Thursday, April 29, 2010

In response to our recent device design project, and the stem cell scaffold potential, I came across this article In the article, they describe a recent innovation through the University of Minnesota. In this development, they took heart from a dead rat, washed out all the interior cells, leaving only the shell of the organ. They then injected the cell with cells from newborn rat hearts, and a few days later, they had grown into the shell of the heart and actually began beating on its own, essentially reanimating a dead heart. They say that they hope that in the future, the cadaver heart will no longer be necessary, but will be replaced by an artificial scaffold that will do the same thing, allowing the patient to give their cells and in a few days have a new heart.

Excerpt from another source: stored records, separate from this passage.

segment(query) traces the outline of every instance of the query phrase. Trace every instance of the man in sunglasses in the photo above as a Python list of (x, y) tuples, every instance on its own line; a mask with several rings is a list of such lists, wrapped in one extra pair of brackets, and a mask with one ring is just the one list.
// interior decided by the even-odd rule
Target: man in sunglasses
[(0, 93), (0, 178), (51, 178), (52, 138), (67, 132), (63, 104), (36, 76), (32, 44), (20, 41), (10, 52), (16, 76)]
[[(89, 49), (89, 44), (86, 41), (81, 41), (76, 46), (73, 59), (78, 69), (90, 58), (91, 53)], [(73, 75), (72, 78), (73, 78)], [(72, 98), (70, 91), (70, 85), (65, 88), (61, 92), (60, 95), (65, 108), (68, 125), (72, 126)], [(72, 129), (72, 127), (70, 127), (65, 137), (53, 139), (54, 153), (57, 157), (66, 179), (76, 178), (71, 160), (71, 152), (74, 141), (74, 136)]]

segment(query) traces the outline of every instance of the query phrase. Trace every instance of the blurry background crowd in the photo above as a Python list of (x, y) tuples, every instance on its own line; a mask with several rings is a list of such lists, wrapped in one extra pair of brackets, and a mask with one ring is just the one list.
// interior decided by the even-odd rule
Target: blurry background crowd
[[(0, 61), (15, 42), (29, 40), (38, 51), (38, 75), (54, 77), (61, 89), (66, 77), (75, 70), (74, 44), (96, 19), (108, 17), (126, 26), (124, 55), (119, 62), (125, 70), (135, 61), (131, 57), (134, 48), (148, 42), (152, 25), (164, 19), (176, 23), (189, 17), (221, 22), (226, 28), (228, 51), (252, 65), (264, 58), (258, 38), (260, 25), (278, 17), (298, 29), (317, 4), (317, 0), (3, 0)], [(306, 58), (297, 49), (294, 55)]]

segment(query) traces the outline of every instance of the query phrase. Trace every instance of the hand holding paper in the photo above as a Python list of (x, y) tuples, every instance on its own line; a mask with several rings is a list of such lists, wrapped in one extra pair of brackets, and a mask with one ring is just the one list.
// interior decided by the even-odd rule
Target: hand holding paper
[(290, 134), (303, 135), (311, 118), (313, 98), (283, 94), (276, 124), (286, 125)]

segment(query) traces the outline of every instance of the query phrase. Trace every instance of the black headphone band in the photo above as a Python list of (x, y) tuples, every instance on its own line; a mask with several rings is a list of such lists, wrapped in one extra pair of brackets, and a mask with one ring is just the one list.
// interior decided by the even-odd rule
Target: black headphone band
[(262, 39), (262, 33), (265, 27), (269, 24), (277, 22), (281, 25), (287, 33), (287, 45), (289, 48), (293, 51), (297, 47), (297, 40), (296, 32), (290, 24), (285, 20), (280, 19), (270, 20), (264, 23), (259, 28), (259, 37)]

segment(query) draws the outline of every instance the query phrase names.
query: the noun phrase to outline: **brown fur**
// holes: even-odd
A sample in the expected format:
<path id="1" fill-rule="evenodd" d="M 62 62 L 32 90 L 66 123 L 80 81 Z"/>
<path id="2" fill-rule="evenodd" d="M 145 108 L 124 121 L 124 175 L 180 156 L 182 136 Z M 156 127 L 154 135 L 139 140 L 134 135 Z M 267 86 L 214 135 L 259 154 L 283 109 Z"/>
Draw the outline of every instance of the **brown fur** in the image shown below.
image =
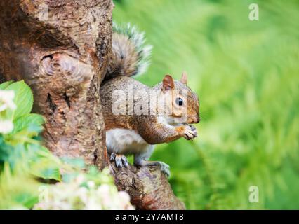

This process has phenomenal implications to the transplant process as well as the treatment of defective, failing, or deformed hearts. If this procedure could be perfected, then donor organs from cadavers or organ donors would no longer be necessary as the patient could have an operating organ of their very own in only a few days time. At the current time, however, there is not a proven way to build large tissues on artificial scaffolds, and the cadaver organs are still necessary. This means that instead of a direct transplant, the cadaver organ could be washed, then operate as the scaffold for a new organ.

Dr. Taylor, the project lead, says of the process: "The cells began to reorganize in the wall of that heart. The ones that were going to make blood vessels moved to the spot where the blood vessels had been and relined the blood vessels, and the ones that were going to make muscle lined up in the wall and started to make new muscle. And what it says is a couple of things. It says that this scaffold has a lot more information than we thought and that the cells know how to respond to that in some way."

I found this article to be really interesting because it tells us that such possible means to replace transplant lists, etc. with working replacements, with few defects, are being undertaken and are being met with success. I only hope that the process can be advanced and refined in the coming years.